UKHospitality demands greater safeguards for commercial tenants

By James McAllister

- Last updated on GMT

UKHospitality demands rental debt enforcement moratorium from Government

Related tags Coronavirus ukhospitality Government

Trade body UKHospitality has written to the Government asking for an immediate extension of the forfeiture moratorium for six months and a widening of the scope to include broader debt enforcement measures, including winding-up orders, statutory demands and commercial rent arrears recovery.

The Government introduced a three-month rent forfeiture moratorium​ last month, which prevents landlords from repossessing commercial premises where tenants are unable to pay their rent.

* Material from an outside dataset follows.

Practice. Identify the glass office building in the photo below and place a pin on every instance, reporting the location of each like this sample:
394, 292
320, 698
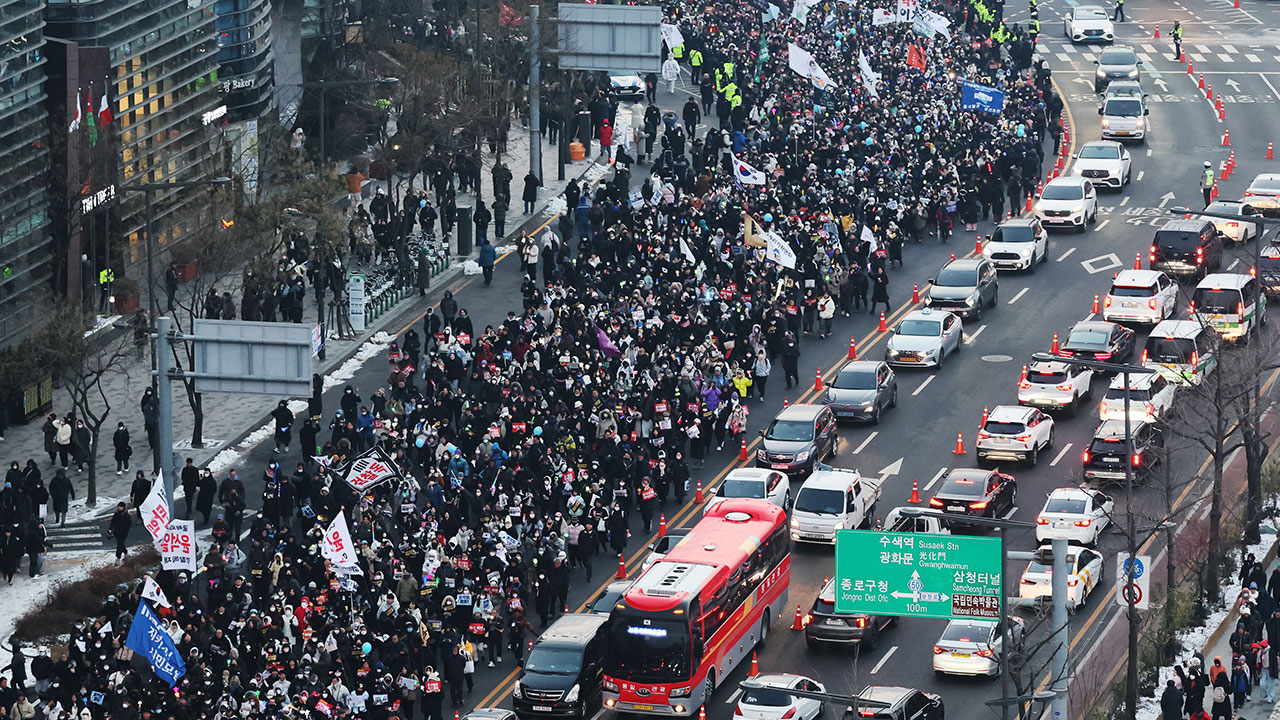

However, many operators have spoken in recent days of landlords threatening legal action​ against them for choosing to withhold rent in order to preserve what cash they can while the Coronavirus lockdown is ongoing.

These threats have included bailiff action and wind-up orders; the latter being a court order that forces an insolvent company into compulsory liquidation.

In its letter to the Ministry of Housing, Communities and Local Government, UKHospitality calls for an immediate extension of the forfeiture moratorium to six months, and a widening of the scope to include broader debt enforcement measures.

“We urgently need action from the Government to provide legal protection for businesses," says UKHospitality CEO Kate Nicholls. "The moratorium on evictions of commercial tenants announced last week does not go far enough, we need a full rental debt enforcement moratorium."

It also urges the Government to ask landlords to use time to renegotiate terms with tenants.

“Rather than use this as an opportunity to work with businesses to investigate rent deferrals or waivers, many landlords have instigated, or threatened to instigate, actions that will cripple businesses and lead to a further loss of jobs on a significant scale,” says Nicholls.

“We have had reports of excessive interest payments applied to rent deferrals, as well as winding-up orders and bailiff action being threatened – at a minimum imposing extra cost to business and at worst threatening their ongoing viability. We have also been alerted to instances where funds have been withdrawn from deposits with top-ups demanded in order to avoid lease terms being broken.

“Landlords are effectively signing a death sentence for many businesses that are just about keeping afloat.”